Depuis quelques temps vous avez peut-être vu circuler sur les réseaux sociaux des images étranges, affublées d'un hashtag (mot-clé) #deepdream.
Deep Dream est un programme d'intelligence artificielle mis au point par les ingénieurs de Google. Ces derniers travaillent à la reconnaissance d'images pour, entre autres, améliorer la pertinence des recherches dans Google. Le 17 juin dernier ils ont publié un billet intitulé : "Inceptionnisme : plus loin dans les réseaux neuronaux".
Dans ce post ils expliquent comment ils ont réussi, dans leurs recherches, à faire analyser une image mais surtout générer des formes par l'ordinateur. Pour que l'intelligence artificielle puisse mieux reconnaître ce qui compose une image, les ingénieurs ont commencé par lui montrer des millions de photos.
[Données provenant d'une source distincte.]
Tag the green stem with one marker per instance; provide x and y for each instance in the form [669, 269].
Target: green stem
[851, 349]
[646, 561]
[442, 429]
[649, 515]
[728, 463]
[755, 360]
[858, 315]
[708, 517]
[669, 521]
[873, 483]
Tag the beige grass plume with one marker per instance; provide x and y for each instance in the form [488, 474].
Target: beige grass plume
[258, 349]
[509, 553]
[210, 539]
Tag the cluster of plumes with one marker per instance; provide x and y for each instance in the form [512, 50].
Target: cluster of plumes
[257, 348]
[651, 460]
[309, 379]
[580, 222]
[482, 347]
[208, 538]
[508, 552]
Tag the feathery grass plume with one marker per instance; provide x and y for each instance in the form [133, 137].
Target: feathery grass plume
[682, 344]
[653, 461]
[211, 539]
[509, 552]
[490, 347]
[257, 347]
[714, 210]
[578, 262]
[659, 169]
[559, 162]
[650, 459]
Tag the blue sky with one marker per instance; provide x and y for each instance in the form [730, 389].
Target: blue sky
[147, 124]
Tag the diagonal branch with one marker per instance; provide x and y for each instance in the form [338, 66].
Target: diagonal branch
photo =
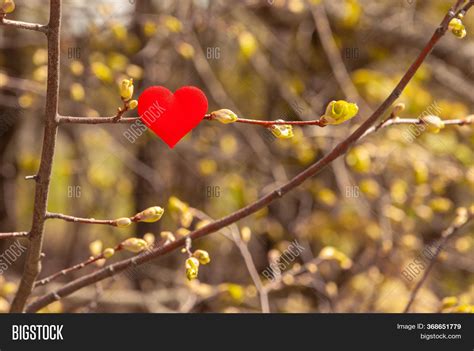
[339, 150]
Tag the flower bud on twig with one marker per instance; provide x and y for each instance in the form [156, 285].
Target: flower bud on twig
[126, 89]
[282, 131]
[150, 215]
[134, 245]
[123, 222]
[202, 256]
[339, 111]
[224, 116]
[192, 268]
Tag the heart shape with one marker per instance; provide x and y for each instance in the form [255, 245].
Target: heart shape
[172, 116]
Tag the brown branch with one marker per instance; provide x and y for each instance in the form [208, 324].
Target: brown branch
[24, 25]
[33, 259]
[447, 234]
[263, 123]
[13, 235]
[339, 150]
[74, 268]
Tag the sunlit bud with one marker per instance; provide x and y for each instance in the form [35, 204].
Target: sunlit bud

Plusieurs couches de neurones
L'intelligence artificielle fonctionne ici en un ensemble de réseaux de neurones qu'il faut se figurer comme différentes couches. La première est chargée de regarder les bords et les angles d'une image.
Les couches intermédiaires cherchent quant à elles les formes et les différents éléments présents dans l'image comme une feuille ou une porte. Les derniers réseaux assemblent toutes ces informations pour en fournir des interprétations complexes, comme des arbres ou des bâtiments.
Pour comprendre au mieux comment fonctionnent ces couches, les ingénieurs ont tenté de pousser l'analyse de certaines. Ils résument ainsi la commande faite au système : "Quoi que tu vois, on veut le voir encore plus." C'est alors que l'intelligence artificielle a généré des formes au sein des clichés.
"Si un nuage ressemble un petit peu à un oiseau, alors le système va le faire ressembler encore plus à un oiseau, expliquent les ingénieurs. En réitérant l’action, le programme va reconnaître un oiseau plus fortement et ainsi de suite jusqu’à ce qu’un oiseau très détaillé apparaisse, comme sorti de nulle part."
"L'inceptionnisme"
Les images varient selon le réseau neuronal qui est amplifié. Par exemple, plus on sollicite les couches inférieures, plus des traits vont apparaître. Si on stimule d'avantage les couches supérieures, ce sont des objets qui émergent de l'image.
Les ingénieurs précisent d'ailleurs que comme l'ordinateur a enregistré beaucoup de clichés d'animaux durant son entraînement, il en reproduit souvent. Et parfois en les mixant, ce qui crée des créatures étranges.
Pour ces chercheurs, le Deep Dream a ainsi créé un mouvement artistique qu'ils appellent "l'#inceptionnisme", en référence à l'architecture des réseaux neuronaux.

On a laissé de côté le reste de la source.